Delivering strong safeguards for identity verification services
Parliament has today passed legislation to ensure identity verification services are secure and protect the privacy of Australians.
Identity verification enables Australians to conveniently and securely engage with the digital economy without exposing them to identity fraud and theft.
They are critical to the daily operation of government and industry, with MyGovID, the Australian Tax Office, Centrelink, banks and telecommunications providers all using identity verification services to authenticate identity documents.
The Identity Verification Services Bill 2023 and Identity Verification Services (Consequential Amendments) establish important safeguards, oversight and transparency arrangements including:
- Providing transparency by requiring express consent when verifying an individual’s identity, consultation on proposed rules, annual reporting and publishing participation agreements.

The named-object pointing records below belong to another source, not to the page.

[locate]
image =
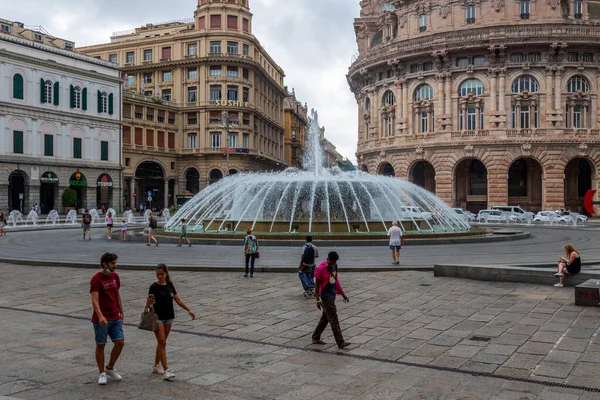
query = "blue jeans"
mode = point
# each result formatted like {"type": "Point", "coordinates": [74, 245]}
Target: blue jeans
{"type": "Point", "coordinates": [114, 329]}
{"type": "Point", "coordinates": [307, 280]}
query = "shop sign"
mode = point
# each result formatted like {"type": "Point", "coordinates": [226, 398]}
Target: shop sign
{"type": "Point", "coordinates": [49, 177]}
{"type": "Point", "coordinates": [105, 181]}
{"type": "Point", "coordinates": [235, 150]}
{"type": "Point", "coordinates": [77, 179]}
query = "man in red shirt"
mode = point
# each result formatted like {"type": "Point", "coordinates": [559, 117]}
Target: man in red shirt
{"type": "Point", "coordinates": [108, 316]}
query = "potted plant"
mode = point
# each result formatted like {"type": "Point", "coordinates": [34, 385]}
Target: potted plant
{"type": "Point", "coordinates": [69, 199]}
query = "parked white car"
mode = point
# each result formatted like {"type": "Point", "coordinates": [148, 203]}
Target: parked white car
{"type": "Point", "coordinates": [491, 216]}
{"type": "Point", "coordinates": [549, 216]}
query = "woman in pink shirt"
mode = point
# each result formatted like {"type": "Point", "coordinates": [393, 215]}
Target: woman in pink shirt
{"type": "Point", "coordinates": [327, 285]}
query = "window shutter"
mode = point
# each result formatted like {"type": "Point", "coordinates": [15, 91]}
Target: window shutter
{"type": "Point", "coordinates": [104, 150]}
{"type": "Point", "coordinates": [84, 99]}
{"type": "Point", "coordinates": [18, 142]}
{"type": "Point", "coordinates": [56, 94]}
{"type": "Point", "coordinates": [110, 104]}
{"type": "Point", "coordinates": [42, 91]}
{"type": "Point", "coordinates": [76, 147]}
{"type": "Point", "coordinates": [18, 86]}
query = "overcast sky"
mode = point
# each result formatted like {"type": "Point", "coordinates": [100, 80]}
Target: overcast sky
{"type": "Point", "coordinates": [312, 40]}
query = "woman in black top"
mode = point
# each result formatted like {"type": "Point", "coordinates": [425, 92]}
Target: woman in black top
{"type": "Point", "coordinates": [570, 265]}
{"type": "Point", "coordinates": [161, 295]}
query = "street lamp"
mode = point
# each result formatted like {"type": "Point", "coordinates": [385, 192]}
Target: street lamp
{"type": "Point", "coordinates": [227, 121]}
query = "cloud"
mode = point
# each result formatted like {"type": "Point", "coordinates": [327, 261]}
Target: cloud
{"type": "Point", "coordinates": [312, 40]}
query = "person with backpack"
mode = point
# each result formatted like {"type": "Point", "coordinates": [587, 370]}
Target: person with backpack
{"type": "Point", "coordinates": [86, 222]}
{"type": "Point", "coordinates": [152, 225]}
{"type": "Point", "coordinates": [306, 269]}
{"type": "Point", "coordinates": [250, 251]}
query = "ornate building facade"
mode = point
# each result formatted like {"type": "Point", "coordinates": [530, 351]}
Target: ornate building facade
{"type": "Point", "coordinates": [484, 102]}
{"type": "Point", "coordinates": [197, 91]}
{"type": "Point", "coordinates": [60, 123]}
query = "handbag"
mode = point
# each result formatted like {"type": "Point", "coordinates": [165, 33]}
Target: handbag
{"type": "Point", "coordinates": [149, 320]}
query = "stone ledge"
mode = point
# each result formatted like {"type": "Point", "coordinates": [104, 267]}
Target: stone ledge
{"type": "Point", "coordinates": [492, 273]}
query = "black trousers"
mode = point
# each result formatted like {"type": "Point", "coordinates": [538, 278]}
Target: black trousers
{"type": "Point", "coordinates": [329, 316]}
{"type": "Point", "coordinates": [250, 259]}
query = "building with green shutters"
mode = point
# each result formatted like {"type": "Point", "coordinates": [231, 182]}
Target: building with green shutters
{"type": "Point", "coordinates": [60, 123]}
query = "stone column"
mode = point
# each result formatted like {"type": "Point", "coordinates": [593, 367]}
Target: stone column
{"type": "Point", "coordinates": [166, 195]}
{"type": "Point", "coordinates": [493, 84]}
{"type": "Point", "coordinates": [557, 90]}
{"type": "Point", "coordinates": [549, 101]}
{"type": "Point", "coordinates": [132, 190]}
{"type": "Point", "coordinates": [448, 105]}
{"type": "Point", "coordinates": [502, 92]}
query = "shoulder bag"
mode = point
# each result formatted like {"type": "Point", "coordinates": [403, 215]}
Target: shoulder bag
{"type": "Point", "coordinates": [149, 320]}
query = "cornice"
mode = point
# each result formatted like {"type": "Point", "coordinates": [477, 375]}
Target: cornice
{"type": "Point", "coordinates": [59, 67]}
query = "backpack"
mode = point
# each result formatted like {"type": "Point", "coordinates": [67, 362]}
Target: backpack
{"type": "Point", "coordinates": [309, 255]}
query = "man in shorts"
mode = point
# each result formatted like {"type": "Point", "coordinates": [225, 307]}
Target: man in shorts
{"type": "Point", "coordinates": [108, 316]}
{"type": "Point", "coordinates": [86, 222]}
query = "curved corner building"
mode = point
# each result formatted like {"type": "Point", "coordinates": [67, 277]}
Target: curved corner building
{"type": "Point", "coordinates": [484, 102]}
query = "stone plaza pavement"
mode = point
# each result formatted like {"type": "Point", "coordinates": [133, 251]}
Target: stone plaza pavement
{"type": "Point", "coordinates": [413, 335]}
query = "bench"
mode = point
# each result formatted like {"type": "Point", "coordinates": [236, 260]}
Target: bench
{"type": "Point", "coordinates": [499, 273]}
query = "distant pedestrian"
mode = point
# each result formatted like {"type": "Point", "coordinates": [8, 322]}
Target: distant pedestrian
{"type": "Point", "coordinates": [161, 295]}
{"type": "Point", "coordinates": [108, 316]}
{"type": "Point", "coordinates": [123, 229]}
{"type": "Point", "coordinates": [395, 234]}
{"type": "Point", "coordinates": [152, 225]}
{"type": "Point", "coordinates": [86, 222]}
{"type": "Point", "coordinates": [569, 266]}
{"type": "Point", "coordinates": [306, 269]}
{"type": "Point", "coordinates": [183, 234]}
{"type": "Point", "coordinates": [109, 225]}
{"type": "Point", "coordinates": [250, 251]}
{"type": "Point", "coordinates": [2, 224]}
{"type": "Point", "coordinates": [327, 285]}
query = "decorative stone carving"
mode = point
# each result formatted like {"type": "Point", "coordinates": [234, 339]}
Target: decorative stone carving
{"type": "Point", "coordinates": [445, 10]}
{"type": "Point", "coordinates": [497, 4]}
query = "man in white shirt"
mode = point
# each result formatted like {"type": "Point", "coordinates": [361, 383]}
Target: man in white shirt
{"type": "Point", "coordinates": [395, 234]}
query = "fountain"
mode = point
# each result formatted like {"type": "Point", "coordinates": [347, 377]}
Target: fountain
{"type": "Point", "coordinates": [316, 200]}
{"type": "Point", "coordinates": [52, 216]}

- Safeguard personal information by prohibiting the Attorney-General’s Department from dealing with protected information for any purpose other than that provided for in the Bill, and requiring entities that use the Face Verification Service to destroy facial images that are no longer required.
- Requiring compliance with privacy laws and obligations to ensure personal information continues to be protected in accordance with applicable privacy standards.
- Strong penalties for non-compliance, including the ability to suspend or terminate access to the services, and by enlivening civil penalty provisions in the Privacy Act 1988 (Cth) and the Information Commissioner’s regulatory function.
- Securing systems and databases to provide certainty that personal information will be protected, including through the use of encryption and the requirement to report security breaches.
- Supporting robust oversight over the operation of the services and the legislation, including through an annual assessment by the Information Commissioner, two statutory reviews, the reporting of data breaches, and authorised disclosures to Commonwealth integrity agencies.
The passage of these Bills ensures Australians can continue to benefit from the operation of the identity verification services while maintaining strong standards of privacy and security.